Onto the results. The a single iteration did not register on the speed test at all, as it came in under the test machine’s CPU tick time in Excel (estimated around 8 milliseconds). For 100 iterations, the timer calculated 19.5 milliseconds — still too fast for a user to notice any processing time what-so-ever (this also means a single iteration takes about 0.2 milliseconds).
A quick overview of the benefits of the Value property over the Copy/PasteSpecial methods.
- Provides streamlined and easy to read code.
- Skips the slow windows clipboard and the processes that interact with it.
- Does not show any screen flicker or cell selects.
- Does not make Excel unresponsive after the script completes its execution.
The final test does not directly involve the range object. The Cells property is a property that can exist under both the Worksheets object or the Range object. However, the Cells property does return a Range object, meaning that any method or property associated with the Range object can also be used with the Cells property. The script used is as follows:
Cells(3, 7).Value = Cells(3, 2).Value
Cells(4, 7).Value = Cells(4, 2).Value
Cells(5, 7).Value = Cells(5, 2).Value
This script is very similar to the Range object version of the script, but the Cells property is slightly more efficient than the Range object. As a result, we do have a slightly faster run time.
Again, the single iteration came in under the test computer’s CPU tick time with Excel, so it didn’t even register. The 100-iteration stress test took the same amount of time as the Range.Value approach at 15.6 milliseconds. Given that Excel only registered 2 CPU ticks on both tests, it’s worth testing a larger sample. The next section will test all three approaches using 10,000-iterations.
Further Testing of Range and Cells
The time savings between the Value Property and the Cells Property was a too negligible for the test machine to notice with the 100-iteration test. Given that, it is worthwhile to force a more stringent test to see a better comparison. This test also includes a 10,000-iteration test of the Range.Copy/PasteSpecial method.
As can be seen in the 10,000-iteration test, the Cells.Value property approach is about 170 milliseconds faster than the Range.Value property approach. This difference would not be noticeable to the user, so we can only call the Cells.Value property slightly more efficient. The Cells.Value property does have some other advantages, however — It’s biggest being that it uses a column index number as opposed to a column letter. This makes running loops–particularly those that cycle through columns–much easier (loops will be discussed later in this series). Otherwise, unless you have a massive project that needs to cycle through hundreds of thousands, or millions of data points, either the Range.Value or Cells.Value approaches will be fine.
We can’t forget about the Copy/PasteSpecial method test. The 10,000 iteration stress test came in at an abysmal 743,781 milliseconds, or about 12 and 1/2 minutes. It’s also worth noting that if we were to derive 10,000-iterations from the previous 100-iteration test (5,929.7 x 100), we would ascertain that the 10,000-iteration test would come in at 592,970 milliseconds, or over 2 1/2 minutes faster than the actual 10,000-iteration test. However, the law of diminishing returns comes into play here, as computing limitations–such as heat–impact speed during processor intensive operations.
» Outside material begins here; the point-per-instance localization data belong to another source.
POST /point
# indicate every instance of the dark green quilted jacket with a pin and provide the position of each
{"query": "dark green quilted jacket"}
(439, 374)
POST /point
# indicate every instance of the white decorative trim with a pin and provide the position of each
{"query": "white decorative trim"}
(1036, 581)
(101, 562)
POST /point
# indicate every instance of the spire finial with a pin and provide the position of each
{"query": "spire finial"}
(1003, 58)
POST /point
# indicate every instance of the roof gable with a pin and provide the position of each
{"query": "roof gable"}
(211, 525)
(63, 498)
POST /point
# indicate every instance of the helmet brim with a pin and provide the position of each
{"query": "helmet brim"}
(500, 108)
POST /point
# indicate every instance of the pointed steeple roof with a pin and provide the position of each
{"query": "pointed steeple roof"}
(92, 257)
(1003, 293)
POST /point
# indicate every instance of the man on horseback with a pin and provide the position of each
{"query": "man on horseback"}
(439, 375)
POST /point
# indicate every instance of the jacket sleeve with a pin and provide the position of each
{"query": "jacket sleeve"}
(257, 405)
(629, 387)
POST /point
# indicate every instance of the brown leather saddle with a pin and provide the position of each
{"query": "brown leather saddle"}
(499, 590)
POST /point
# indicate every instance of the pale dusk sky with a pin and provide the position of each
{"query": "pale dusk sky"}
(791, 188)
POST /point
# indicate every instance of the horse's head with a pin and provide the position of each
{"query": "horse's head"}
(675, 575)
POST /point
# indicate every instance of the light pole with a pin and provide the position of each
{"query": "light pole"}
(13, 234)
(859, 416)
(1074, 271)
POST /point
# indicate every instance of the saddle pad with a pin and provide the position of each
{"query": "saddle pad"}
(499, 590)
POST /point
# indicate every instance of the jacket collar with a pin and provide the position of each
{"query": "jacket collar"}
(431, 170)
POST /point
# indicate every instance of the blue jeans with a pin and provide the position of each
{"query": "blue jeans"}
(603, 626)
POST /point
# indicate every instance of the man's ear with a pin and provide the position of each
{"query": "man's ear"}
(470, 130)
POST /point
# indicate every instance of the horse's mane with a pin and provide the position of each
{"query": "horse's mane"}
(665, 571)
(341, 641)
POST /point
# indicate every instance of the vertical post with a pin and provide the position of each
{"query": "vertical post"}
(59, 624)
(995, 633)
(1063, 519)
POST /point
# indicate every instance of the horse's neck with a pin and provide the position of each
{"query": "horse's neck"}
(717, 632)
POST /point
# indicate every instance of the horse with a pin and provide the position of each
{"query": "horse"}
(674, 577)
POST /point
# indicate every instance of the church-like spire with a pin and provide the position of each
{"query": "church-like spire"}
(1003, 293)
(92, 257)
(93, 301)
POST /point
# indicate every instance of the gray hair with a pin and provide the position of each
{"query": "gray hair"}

Speed Test Video and Download
Video showing the single and 100-iteration tests.
Stress Test Notes
- In addition to the core script that was being test (scripts that were displayed in the example above), additional operations were added to the test scripts for timing and looping. These operations added some overhead to each iteration, estimated at around 0.15-0.20 milliseconds per. Regardless, identical methods of timing and looping were applied to each test, making the comparisons valid.
- Test results will vary based on processor speed and several other factors. The tests in this post were done on a laptop with a Skylake i7-6700HQ at 2.6GHz, 12GB RAM, Windows 10, Excel 2016.